Saturday, July 15, 2017

MUSIC REVIEW OF THE DAY: MICHAEL NESMITH - INFINITE TUESDAY

This is the companion soundtrack to Nesmith's new autobiography of the same name, and it sounds like his life. It's varied, exploratory, fun and underestimated. Life started out fascinating for him, as the son of a single mother that invented liquid paper and made a fortune. Things went uphill from there, from writing Top 40 hits for others (Different Drum for Linda Ronstadt), himself (Joanne from 1970), hanging in London with The Beatles when they were making Sgt. Pepper, sponsoring Jimi Hendrix in the U.S, being the conceptual father of MTV, coming up with various long-form video projects, working in virtual reality, etc., etc. Then there was that band he was in for a couple of years in the late 60's.

Even with his attention split in so many different ways, he can still put together one strong best-of, with music going up to 2005. It opens with a rare solo effort from pre-Monkees days, the black satire of The New Recruit, an anti-Vietnam piece he recorded as Michael Blessing in 1965. He was always struggling to get his compositions on Monkees albums, and those that did make it showed he was a true talent. Papa Gene's Blues, The Girl I Knew Somewhere and Listen To The Band certainly hold up as country-tinged pop.
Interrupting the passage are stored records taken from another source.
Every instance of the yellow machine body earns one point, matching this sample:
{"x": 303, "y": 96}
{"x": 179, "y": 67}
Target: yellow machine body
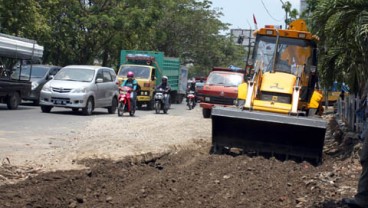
{"x": 279, "y": 113}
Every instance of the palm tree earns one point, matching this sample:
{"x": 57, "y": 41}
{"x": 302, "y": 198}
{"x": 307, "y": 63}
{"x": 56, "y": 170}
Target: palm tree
{"x": 342, "y": 26}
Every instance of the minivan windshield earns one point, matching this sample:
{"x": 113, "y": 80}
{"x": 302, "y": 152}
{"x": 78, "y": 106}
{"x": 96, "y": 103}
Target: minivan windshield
{"x": 75, "y": 74}
{"x": 142, "y": 72}
{"x": 226, "y": 79}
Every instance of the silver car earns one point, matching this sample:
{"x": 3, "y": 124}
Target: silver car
{"x": 81, "y": 87}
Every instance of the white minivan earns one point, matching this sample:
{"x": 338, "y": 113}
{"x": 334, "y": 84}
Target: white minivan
{"x": 81, "y": 87}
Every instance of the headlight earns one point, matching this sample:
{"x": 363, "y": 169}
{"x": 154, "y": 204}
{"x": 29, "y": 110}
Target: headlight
{"x": 79, "y": 90}
{"x": 34, "y": 85}
{"x": 46, "y": 88}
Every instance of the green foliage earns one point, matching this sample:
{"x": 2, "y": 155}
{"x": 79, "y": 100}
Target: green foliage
{"x": 342, "y": 26}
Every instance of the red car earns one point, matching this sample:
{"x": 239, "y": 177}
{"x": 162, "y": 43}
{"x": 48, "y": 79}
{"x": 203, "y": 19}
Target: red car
{"x": 221, "y": 88}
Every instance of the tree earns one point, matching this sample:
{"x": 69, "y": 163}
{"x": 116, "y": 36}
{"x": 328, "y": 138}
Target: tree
{"x": 342, "y": 26}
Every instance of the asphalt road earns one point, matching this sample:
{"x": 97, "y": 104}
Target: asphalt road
{"x": 29, "y": 121}
{"x": 27, "y": 129}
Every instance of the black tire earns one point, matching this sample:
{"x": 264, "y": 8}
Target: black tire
{"x": 157, "y": 107}
{"x": 13, "y": 101}
{"x": 89, "y": 107}
{"x": 46, "y": 109}
{"x": 121, "y": 109}
{"x": 114, "y": 105}
{"x": 206, "y": 113}
{"x": 36, "y": 102}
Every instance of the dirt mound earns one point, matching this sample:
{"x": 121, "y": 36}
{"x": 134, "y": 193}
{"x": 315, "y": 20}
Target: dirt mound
{"x": 190, "y": 177}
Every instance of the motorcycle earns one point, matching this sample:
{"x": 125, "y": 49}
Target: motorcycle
{"x": 191, "y": 101}
{"x": 160, "y": 96}
{"x": 125, "y": 104}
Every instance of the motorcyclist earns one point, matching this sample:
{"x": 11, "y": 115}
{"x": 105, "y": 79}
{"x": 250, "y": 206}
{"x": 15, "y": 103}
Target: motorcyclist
{"x": 165, "y": 86}
{"x": 132, "y": 83}
{"x": 191, "y": 87}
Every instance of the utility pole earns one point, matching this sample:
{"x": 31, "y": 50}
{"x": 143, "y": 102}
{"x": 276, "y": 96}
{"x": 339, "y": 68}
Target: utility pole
{"x": 285, "y": 7}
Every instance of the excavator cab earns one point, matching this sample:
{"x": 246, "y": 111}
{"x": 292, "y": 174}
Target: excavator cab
{"x": 280, "y": 101}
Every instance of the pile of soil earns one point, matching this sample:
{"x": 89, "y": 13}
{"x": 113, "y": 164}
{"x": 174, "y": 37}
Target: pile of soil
{"x": 191, "y": 177}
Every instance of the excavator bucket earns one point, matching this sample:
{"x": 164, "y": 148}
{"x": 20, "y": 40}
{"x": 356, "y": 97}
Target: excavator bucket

When the band fizzled out, Nesmith was ready on the cutting edge of the L.A. cosmic cowboy scene. Bringing pedal steel into pop was a bold move, and resulted in the excellent Joanne along with the should-have-been bigger Silver Moon. From there, he got progressively more eccentric, often with excellent results, especially the groundbreaking music video concept Rio. More South American influences came in, and the excellent Laugh Kills Lonesome from 1992 features the rather remarkable merger of Latin and Western, from the album "..Tropical Campfires...".

There has been so much more to this man over the decades, but even he has come to realize he'll never escape the two-dimensional image television thrust on him in that crazed few years of hysteria and fame. Do yourself a favour and find out what he was up to when he wasn't monkeying around.